Hurst played two tests against Pakistan. In the first he took 3–55 and 3–115, but an Australian batting collapse saw them lose the game. In the second test he took 4–61 and 5–94.

He took 65 first class wickets over that summer at 20.81. He was a crucial contributor to Victoria winning the Sheffield Shield that summer.

===1979 World Cup and India Tour===
Hurst was selected to go England for the second World Cup in 1979. He took 5–21 in a game against Canada.

Hurst was also selected on the 1979 tour of India. After going wicketless in two Tests – 0–51 and 0–93 – Hurst was forced to return home due to a serious back injury.

"It's a shame for this to happen to Alan," said captain Kim Hughes. "He's no sloucher. I don't think he's ever come off a cricket ground in his life. He will be staying with us throughout the fourth Test.... Alan wants to help with other duties in any way he can.
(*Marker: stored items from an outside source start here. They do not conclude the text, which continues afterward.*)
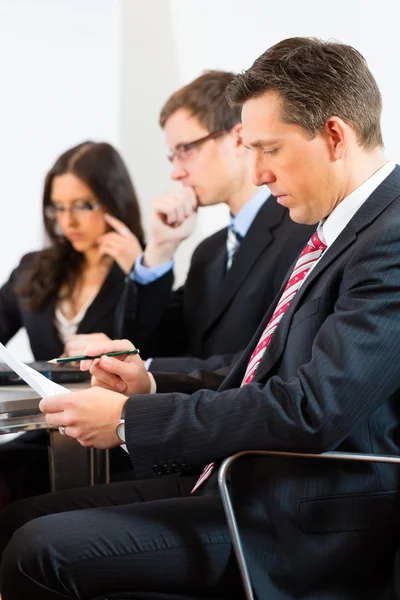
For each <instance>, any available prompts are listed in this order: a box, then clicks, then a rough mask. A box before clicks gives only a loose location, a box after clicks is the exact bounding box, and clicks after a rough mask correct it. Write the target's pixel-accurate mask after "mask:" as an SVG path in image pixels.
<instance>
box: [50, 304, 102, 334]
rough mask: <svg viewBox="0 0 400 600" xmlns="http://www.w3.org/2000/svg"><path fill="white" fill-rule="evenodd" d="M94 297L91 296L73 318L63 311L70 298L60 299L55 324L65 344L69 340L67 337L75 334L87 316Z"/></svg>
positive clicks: (55, 314) (54, 321) (55, 326)
mask: <svg viewBox="0 0 400 600" xmlns="http://www.w3.org/2000/svg"><path fill="white" fill-rule="evenodd" d="M93 298H94V297H93ZM93 298H89V300H87V302H85V304H84V305H83V306H82V308H81V310H80V311H79V312H78V313H76V315H75V316H74V317H72V319H68V318H67V317H66V316H65V314H64V312H63V308H64V311H65V309H66V308H67V306H68V305H69V300H59V301H58V303H57V306H56V310H55V313H54V317H55V318H54V325H55V327H56V329H57V331H58V334H59V336H60V339H61V340H62V342H63V343H64V344H65V342H66V341H67V339H68V338H69V337H71V335H75V333H76V332H77V329H78V327H79V324H80V322H81V321H82V319H83V317H84V316H85V314H86V311H87V309H88V308H89V306H90V304H91V303H92V302H93Z"/></svg>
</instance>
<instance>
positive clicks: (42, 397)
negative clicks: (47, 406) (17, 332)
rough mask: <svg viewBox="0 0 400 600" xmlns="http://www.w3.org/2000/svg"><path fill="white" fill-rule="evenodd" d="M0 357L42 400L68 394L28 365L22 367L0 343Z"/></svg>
mask: <svg viewBox="0 0 400 600" xmlns="http://www.w3.org/2000/svg"><path fill="white" fill-rule="evenodd" d="M0 357H1V358H2V359H3V360H4V362H5V363H7V365H8V366H9V367H10V369H12V370H13V371H15V373H17V375H19V376H20V377H22V379H23V380H24V381H25V383H27V384H28V385H29V386H30V387H31V388H32V389H33V390H35V392H36V393H37V394H39V396H41V397H42V398H46V397H47V396H57V395H58V394H66V393H68V392H69V390H67V388H65V387H63V386H62V385H59V384H58V383H55V382H54V381H50V379H47V377H45V376H44V375H42V374H41V373H38V372H37V371H35V369H32V367H28V365H24V363H22V362H20V361H19V360H18V359H17V358H15V356H13V355H12V354H11V352H9V350H7V348H6V347H5V346H3V344H1V343H0Z"/></svg>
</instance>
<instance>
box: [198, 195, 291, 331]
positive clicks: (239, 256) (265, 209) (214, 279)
mask: <svg viewBox="0 0 400 600" xmlns="http://www.w3.org/2000/svg"><path fill="white" fill-rule="evenodd" d="M284 216H285V213H284V211H283V210H282V208H281V207H280V206H279V204H277V202H276V200H275V198H274V197H273V196H271V197H270V198H269V199H268V200H267V202H265V203H264V204H263V205H262V207H261V208H260V210H259V212H258V213H257V215H256V217H255V218H254V220H253V223H252V224H251V226H250V229H249V231H248V232H247V235H246V236H245V238H244V240H243V241H242V244H241V246H240V248H239V250H238V251H237V253H236V255H235V258H234V260H233V263H232V266H231V268H230V269H229V271H228V273H226V275H225V270H226V252H221V253H220V255H219V256H218V257H216V259H215V261H214V264H213V265H212V266H211V269H210V279H211V278H212V279H211V280H212V281H213V285H214V292H213V293H212V294H211V296H212V298H213V302H212V303H211V304H210V309H211V310H210V312H209V317H208V320H207V322H206V326H205V328H204V331H203V336H204V335H205V334H206V332H207V331H208V329H209V328H210V327H212V326H213V324H214V323H215V321H216V320H217V319H218V318H219V317H220V316H221V314H222V313H223V312H225V311H226V309H227V306H228V305H229V303H230V302H231V301H232V299H233V298H234V297H235V295H236V293H237V291H238V290H239V289H240V288H241V287H242V286H243V285H244V282H245V280H246V278H247V277H248V275H249V273H250V271H251V269H252V267H253V265H254V264H255V262H256V261H257V259H258V257H259V256H260V254H261V253H262V252H264V251H265V250H266V248H268V246H269V245H270V244H271V243H272V240H273V236H272V231H273V230H274V229H275V227H277V226H278V225H279V224H280V223H281V221H282V219H283V218H284ZM225 237H226V235H225ZM224 243H225V242H224ZM216 281H218V282H219V281H220V282H221V285H215V282H216ZM213 307H214V308H213Z"/></svg>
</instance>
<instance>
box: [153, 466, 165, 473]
mask: <svg viewBox="0 0 400 600" xmlns="http://www.w3.org/2000/svg"><path fill="white" fill-rule="evenodd" d="M153 473H155V474H156V475H164V467H163V466H162V465H153Z"/></svg>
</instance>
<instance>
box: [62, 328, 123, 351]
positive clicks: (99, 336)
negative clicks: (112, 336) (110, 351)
mask: <svg viewBox="0 0 400 600" xmlns="http://www.w3.org/2000/svg"><path fill="white" fill-rule="evenodd" d="M107 342H111V340H110V338H109V337H108V336H107V335H106V334H105V333H77V334H76V335H71V336H70V337H69V338H68V339H67V341H66V342H65V346H64V352H63V354H62V356H65V357H68V356H80V355H81V354H85V350H86V348H87V347H88V346H89V345H91V346H93V345H94V344H96V346H100V345H102V344H106V343H107Z"/></svg>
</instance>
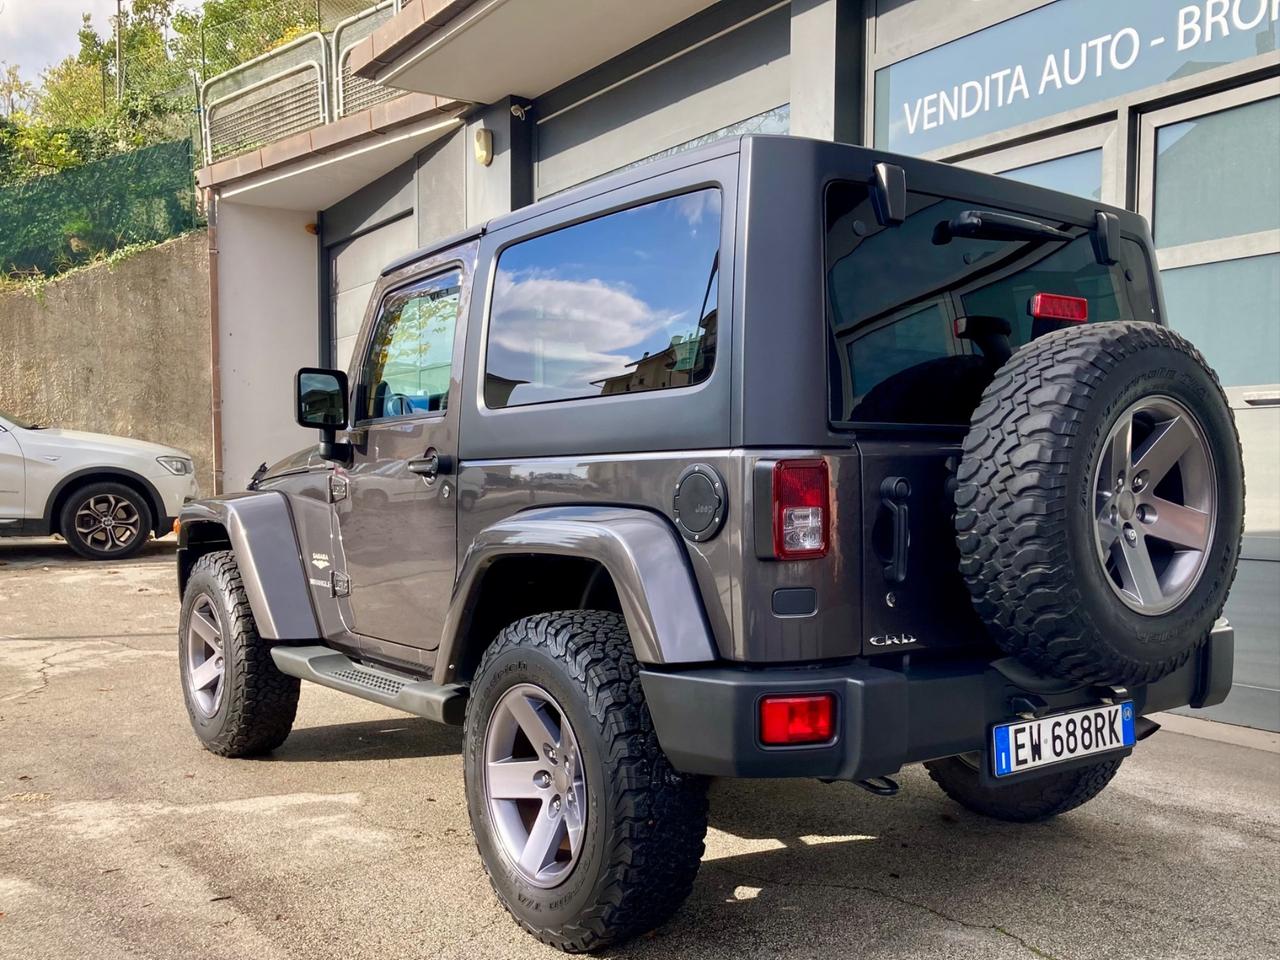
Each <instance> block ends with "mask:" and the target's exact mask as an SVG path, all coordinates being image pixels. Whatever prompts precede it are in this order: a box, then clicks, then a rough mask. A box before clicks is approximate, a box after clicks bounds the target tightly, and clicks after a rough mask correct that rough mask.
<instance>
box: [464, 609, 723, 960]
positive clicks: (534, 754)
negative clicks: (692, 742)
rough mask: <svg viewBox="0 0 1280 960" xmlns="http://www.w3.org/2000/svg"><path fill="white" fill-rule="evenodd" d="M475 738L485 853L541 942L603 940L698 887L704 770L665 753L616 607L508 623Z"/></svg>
mask: <svg viewBox="0 0 1280 960" xmlns="http://www.w3.org/2000/svg"><path fill="white" fill-rule="evenodd" d="M465 744H466V758H465V776H466V794H467V809H468V812H470V814H471V827H472V831H474V832H475V838H476V847H477V849H479V851H480V859H481V861H483V863H484V867H485V870H486V872H488V874H489V879H490V882H492V883H493V888H494V891H495V892H497V895H498V899H499V900H500V901H502V904H503V906H504V908H506V909H507V910H508V911H509V913H511V914H512V916H515V918H516V920H517V922H518V923H520V924H521V925H522V927H525V929H527V931H529V932H531V933H532V934H534V936H536V937H538V938H539V940H541V941H543V942H544V943H549V945H552V946H554V947H558V948H559V950H566V951H570V952H580V951H588V950H598V948H600V947H604V946H608V945H609V943H616V942H618V941H621V940H625V938H627V937H632V936H635V934H637V933H643V932H645V931H649V929H652V928H654V927H657V925H658V924H660V923H663V922H664V920H666V919H667V918H668V916H671V914H672V913H675V910H676V909H677V908H678V906H680V904H681V902H684V900H685V897H686V896H689V892H690V890H691V888H692V883H694V877H695V876H696V873H698V864H699V861H700V860H701V855H703V838H704V836H705V833H707V787H705V781H703V780H701V778H698V777H686V776H681V774H680V773H677V772H676V771H673V769H672V768H671V764H669V762H668V760H667V758H666V755H664V754H663V753H662V749H660V748H659V745H658V739H657V735H655V733H654V730H653V721H652V718H650V717H649V709H648V707H646V705H645V701H644V694H643V691H641V689H640V676H639V666H637V664H636V662H635V658H634V655H632V652H631V640H630V637H628V635H627V630H626V625H625V622H623V620H622V617H621V616H620V614H617V613H609V612H596V611H575V612H566V613H549V614H540V616H535V617H529V618H526V620H521V621H517V622H516V623H512V625H511V626H508V627H507V628H506V630H503V631H502V634H499V635H498V639H497V640H494V643H493V645H492V646H489V649H488V650H486V652H485V655H484V659H483V660H481V663H480V667H479V669H477V671H476V677H475V681H474V684H472V685H471V698H470V701H468V704H467V719H466V735H465Z"/></svg>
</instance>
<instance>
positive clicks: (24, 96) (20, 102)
mask: <svg viewBox="0 0 1280 960" xmlns="http://www.w3.org/2000/svg"><path fill="white" fill-rule="evenodd" d="M35 92H36V88H35V87H33V86H32V84H31V83H28V82H27V81H24V79H23V78H22V72H20V70H19V69H18V67H17V64H6V63H4V61H3V60H0V114H3V115H4V116H13V115H14V114H15V113H18V110H22V109H24V108H26V106H27V105H28V104H29V102H31V99H32V96H33V95H35Z"/></svg>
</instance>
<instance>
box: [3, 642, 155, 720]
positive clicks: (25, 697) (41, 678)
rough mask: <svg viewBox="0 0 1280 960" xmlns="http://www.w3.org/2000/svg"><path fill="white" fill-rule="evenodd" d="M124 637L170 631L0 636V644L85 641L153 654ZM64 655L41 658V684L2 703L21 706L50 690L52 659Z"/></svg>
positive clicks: (57, 650)
mask: <svg viewBox="0 0 1280 960" xmlns="http://www.w3.org/2000/svg"><path fill="white" fill-rule="evenodd" d="M123 636H169V631H165V632H161V634H109V635H108V636H0V643H3V641H5V640H9V641H12V643H50V641H54V640H60V641H70V643H76V641H84V643H96V644H106V645H108V646H119V648H122V649H124V650H133V652H134V653H152V650H147V649H143V648H141V646H131V645H129V644H125V643H122V641H120V640H119V639H118V637H123ZM63 653H65V650H54V652H52V653H51V654H49V655H47V657H41V658H40V666H38V667H37V668H36V677H37V678H38V680H40V684H37V685H36V686H33V687H28V689H26V690H23V691H22V692H18V694H12V695H9V696H3V698H0V701H3V703H14V704H20V703H24V701H27V700H28V699H31V698H33V696H36V695H38V694H42V692H45V691H46V690H47V689H49V671H51V669H52V668H54V664H52V659H54V658H55V657H59V655H61V654H63Z"/></svg>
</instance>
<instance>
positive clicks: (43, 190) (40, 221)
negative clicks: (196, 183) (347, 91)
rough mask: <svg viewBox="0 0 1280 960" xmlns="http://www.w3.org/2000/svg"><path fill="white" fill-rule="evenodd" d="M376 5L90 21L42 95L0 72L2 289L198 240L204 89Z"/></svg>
mask: <svg viewBox="0 0 1280 960" xmlns="http://www.w3.org/2000/svg"><path fill="white" fill-rule="evenodd" d="M369 5H370V0H319V1H317V0H204V3H200V4H198V5H195V4H192V3H191V1H189V0H187V1H186V3H179V0H129V3H127V4H125V6H124V10H123V14H122V17H120V18H119V22H118V23H116V22H115V18H113V19H111V24H110V29H109V31H108V32H105V33H99V32H97V29H96V28H95V27H93V23H92V20H91V18H90V15H88V14H87V13H86V14H84V15H83V20H82V26H81V28H79V32H78V37H77V40H78V51H77V52H76V54H74V55H72V56H68V58H67V59H64V60H63V61H61V63H58V64H54V65H52V67H50V68H49V69H46V70H45V72H44V73H42V74H41V76H40V78H38V79H37V81H33V82H32V81H28V79H26V78H24V76H23V73H22V65H20V64H0V278H4V276H6V275H10V276H12V275H18V276H19V278H26V276H33V275H35V276H38V275H47V274H50V273H56V271H60V270H64V269H68V268H70V266H76V265H78V264H82V262H86V261H90V260H95V259H101V257H102V256H106V255H109V253H110V252H111V251H113V250H116V248H119V247H122V246H125V244H136V243H146V242H155V241H160V239H164V238H165V237H169V236H174V233H179V232H182V230H184V229H189V228H191V227H192V225H195V224H196V223H197V216H196V204H195V200H196V197H195V188H193V182H192V174H193V168H195V166H196V165H197V164H198V163H200V148H198V145H200V113H198V110H200V96H198V91H200V87H201V84H202V83H204V81H205V79H207V78H209V77H214V76H218V74H219V73H224V72H225V70H229V69H232V68H233V67H237V65H238V64H241V63H244V61H246V60H251V59H253V58H255V56H259V55H261V54H264V52H268V51H269V50H271V49H274V47H276V46H279V45H282V44H285V42H288V41H289V40H292V38H294V37H297V36H301V35H303V33H307V32H311V31H316V29H332V28H333V26H334V24H335V23H337V22H338V20H340V19H343V18H346V17H348V15H351V14H352V13H355V12H357V10H360V9H362V8H365V6H369ZM116 31H118V32H119V56H118V55H116V49H118V47H116Z"/></svg>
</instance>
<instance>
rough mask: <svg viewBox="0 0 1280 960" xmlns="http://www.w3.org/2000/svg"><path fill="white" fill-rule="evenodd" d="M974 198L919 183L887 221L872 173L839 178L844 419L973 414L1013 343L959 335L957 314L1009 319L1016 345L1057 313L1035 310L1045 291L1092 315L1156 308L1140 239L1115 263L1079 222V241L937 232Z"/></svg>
mask: <svg viewBox="0 0 1280 960" xmlns="http://www.w3.org/2000/svg"><path fill="white" fill-rule="evenodd" d="M973 207H974V204H972V202H965V201H960V200H950V198H943V197H934V196H929V195H925V193H914V192H913V193H909V196H908V218H906V221H905V223H902V224H901V225H900V227H888V228H882V227H879V225H878V224H877V223H876V214H874V211H873V209H872V204H870V198H869V196H868V192H867V188H865V187H864V186H863V184H856V183H835V184H832V186H831V188H829V189H828V195H827V312H828V323H829V330H831V343H832V349H831V420H832V422H837V424H840V422H896V424H961V425H963V424H968V422H969V416H970V413H972V412H973V410H974V407H975V406H977V403H978V399H979V397H980V394H982V390H983V388H986V385H987V384H988V383H989V381H991V378H992V374H993V372H995V370H996V367H997V366H998V364H1000V362H1001V361H1000V356H998V353H1000V347H1001V344H1000V343H992V340H991V339H989V337H978V338H961V337H957V335H956V326H957V320H961V319H965V320H966V321H968V320H970V319H979V320H978V321H977V323H975V324H974V323H970V324H969V325H970V329H974V328H978V329H991V326H992V321H997V323H998V321H1004V323H1005V324H1007V325H1009V329H1010V334H1009V337H1007V338H1006V342H1005V344H1004V347H1005V348H1006V349H1016V348H1018V347H1020V346H1021V344H1024V343H1027V342H1029V340H1030V339H1032V338H1034V337H1037V335H1039V334H1041V333H1044V332H1047V330H1050V329H1053V328H1055V325H1056V324H1053V323H1051V321H1043V320H1033V317H1032V315H1030V312H1029V303H1030V300H1032V296H1033V294H1036V293H1056V294H1065V296H1071V297H1083V298H1085V300H1087V301H1088V305H1089V306H1088V311H1089V323H1100V321H1106V320H1120V319H1135V320H1151V319H1153V316H1155V312H1153V302H1152V297H1151V289H1149V279H1148V278H1149V266H1148V264H1147V259H1146V255H1144V252H1143V250H1142V247H1140V246H1139V244H1137V243H1132V242H1129V241H1126V242H1125V244H1124V255H1123V262H1121V264H1119V265H1112V266H1103V265H1100V264H1098V262H1097V260H1096V257H1094V253H1093V243H1092V239H1091V237H1089V233H1088V232H1087V230H1084V229H1083V228H1068V233H1070V234H1071V236H1073V237H1074V238H1073V239H1070V241H1043V239H1036V241H1004V239H984V238H968V237H955V238H951V239H950V241H948V242H946V243H936V242H934V230H936V228H937V225H938V224H940V223H946V221H948V220H951V218H954V216H956V215H957V214H960V212H961V211H963V210H972V209H973ZM1001 212H1011V214H1014V215H1018V214H1016V211H1001ZM1053 225H1055V227H1057V225H1061V224H1053ZM1126 268H1128V276H1126Z"/></svg>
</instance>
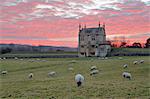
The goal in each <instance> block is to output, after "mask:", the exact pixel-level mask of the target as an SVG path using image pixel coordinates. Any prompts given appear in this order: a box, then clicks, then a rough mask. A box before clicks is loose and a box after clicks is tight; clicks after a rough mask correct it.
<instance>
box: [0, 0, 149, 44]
mask: <svg viewBox="0 0 150 99" xmlns="http://www.w3.org/2000/svg"><path fill="white" fill-rule="evenodd" d="M0 8H1V9H0V10H1V11H0V43H15V44H30V45H52V46H69V47H77V45H78V25H79V23H81V24H82V25H83V26H84V25H85V24H86V26H87V27H98V23H99V21H100V22H101V24H103V22H105V24H106V35H107V39H108V40H111V39H113V38H114V37H115V36H116V37H120V36H121V37H122V36H124V37H125V38H126V39H127V40H129V41H130V43H132V42H142V43H145V41H146V39H147V38H148V37H150V0H0Z"/></svg>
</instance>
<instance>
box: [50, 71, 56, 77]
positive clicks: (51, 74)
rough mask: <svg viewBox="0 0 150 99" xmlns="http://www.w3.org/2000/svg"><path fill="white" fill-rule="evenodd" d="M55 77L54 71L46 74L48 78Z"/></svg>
mask: <svg viewBox="0 0 150 99" xmlns="http://www.w3.org/2000/svg"><path fill="white" fill-rule="evenodd" d="M55 75H56V72H55V71H52V72H49V73H48V76H49V77H52V76H55Z"/></svg>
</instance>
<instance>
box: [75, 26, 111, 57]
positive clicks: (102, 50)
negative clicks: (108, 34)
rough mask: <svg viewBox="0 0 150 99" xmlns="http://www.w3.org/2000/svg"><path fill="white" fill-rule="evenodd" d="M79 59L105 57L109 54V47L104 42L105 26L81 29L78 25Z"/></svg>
mask: <svg viewBox="0 0 150 99" xmlns="http://www.w3.org/2000/svg"><path fill="white" fill-rule="evenodd" d="M78 40H79V44H78V55H79V57H89V56H97V57H105V56H106V55H107V54H108V52H110V49H111V47H110V45H109V43H108V42H107V41H106V33H105V25H103V26H102V27H101V26H100V24H99V26H98V27H96V28H86V26H85V27H84V28H81V25H79V39H78Z"/></svg>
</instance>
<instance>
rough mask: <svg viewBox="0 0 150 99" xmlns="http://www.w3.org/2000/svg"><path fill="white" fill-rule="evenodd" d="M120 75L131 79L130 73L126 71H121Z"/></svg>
mask: <svg viewBox="0 0 150 99" xmlns="http://www.w3.org/2000/svg"><path fill="white" fill-rule="evenodd" d="M122 76H123V77H124V78H128V79H129V80H130V79H131V77H132V76H131V73H128V72H123V73H122Z"/></svg>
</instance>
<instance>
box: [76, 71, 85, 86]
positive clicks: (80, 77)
mask: <svg viewBox="0 0 150 99" xmlns="http://www.w3.org/2000/svg"><path fill="white" fill-rule="evenodd" d="M75 81H76V83H77V86H78V87H80V86H81V85H82V83H83V82H84V76H82V75H81V74H76V75H75Z"/></svg>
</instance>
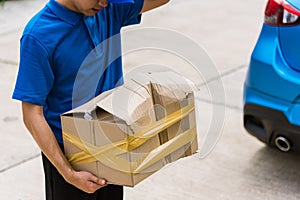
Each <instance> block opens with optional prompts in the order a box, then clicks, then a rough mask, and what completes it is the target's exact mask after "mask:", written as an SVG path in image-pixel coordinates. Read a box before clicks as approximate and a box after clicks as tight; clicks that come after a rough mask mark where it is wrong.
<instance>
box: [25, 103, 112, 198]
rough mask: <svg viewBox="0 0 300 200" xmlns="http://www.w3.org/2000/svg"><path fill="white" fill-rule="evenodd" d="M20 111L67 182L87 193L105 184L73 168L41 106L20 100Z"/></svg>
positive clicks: (30, 129) (27, 122)
mask: <svg viewBox="0 0 300 200" xmlns="http://www.w3.org/2000/svg"><path fill="white" fill-rule="evenodd" d="M22 111H23V121H24V124H25V126H26V128H27V129H28V130H29V132H30V133H31V135H32V137H33V138H34V140H35V141H36V143H37V144H38V145H39V147H40V149H41V150H42V152H43V153H44V154H45V155H46V156H47V158H48V159H49V160H50V161H51V163H52V164H53V165H54V166H55V167H56V169H57V170H58V171H59V173H60V174H61V175H62V176H63V177H64V178H65V180H66V181H67V182H69V183H70V184H72V185H74V186H76V187H77V188H79V189H81V190H83V191H85V192H87V193H93V192H95V191H96V190H97V189H99V188H101V187H103V186H105V185H106V181H105V180H104V179H100V178H98V177H96V176H94V175H93V174H91V173H89V172H85V171H75V170H73V168H72V167H71V165H70V164H69V162H68V161H67V159H66V158H65V156H64V155H63V152H62V151H61V150H60V147H59V145H58V143H57V141H56V138H55V136H54V134H53V132H52V130H51V129H50V127H49V125H48V123H47V121H46V120H45V117H44V114H43V106H39V105H34V104H30V103H26V102H22Z"/></svg>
That's the sort of person he is... He really struggled for his rhythm and line. He just can't get around. He's very disappointed. He was hopeful he might put up with it and carry on, but it's no use now... He's lost everything. On his form against West Zone you just couldn't play him anymore. He's still got a lot of cricket left in him and he could do himself permanent damage."

Faced with potential incapacitation in later life if he continued to play, Hurst opted to retire from all cricket. He took 6 first class wickets on the tour at 37.33.

He played again briefly for Victoria in 1980-81 but took no wickets.

In first class cricket, he captured 280 wickets at 26.28 with a best performance of eight for 84.

Hurst was an athletic man in the outfield who bowled with an elaborate, "winding" delivery stride that generated real pace. He was a terrible batsman, scoring 10 ducks in 20 Test innings. In the 1978–79 Ashes series, he set a record by scoring two pairs. The only truly controversial incident of his career happened in the 1979 Perth test when Alan Hurst ran out Pakistan's number eleven batsman Sikander Bakht at the bowler's end as Bakht was backing up too far – the fourth such instance in Test cricket. Later in the day, Australian batsman Andrew Hilditch was given out after an appeal for handled the ball and became the only non-striker to have suffered that decision. Hilditch picked up a wayward throw that had dribbled onto the pitch and handed the ball back to Sarfraz Nawaz who appealed and the umpire had to give him out. This incident was in retaliation for Hurst's actions. The brief series was one of the most bad-tempered in history, caused in part by Pakistan's decision to play their WSC-contracted men.

==Post-match career==
In 2004, Hurst was appointed as an ICC Test match referee and made his debut in the position during a match between Bangladesh and New Zealand at Dhaka.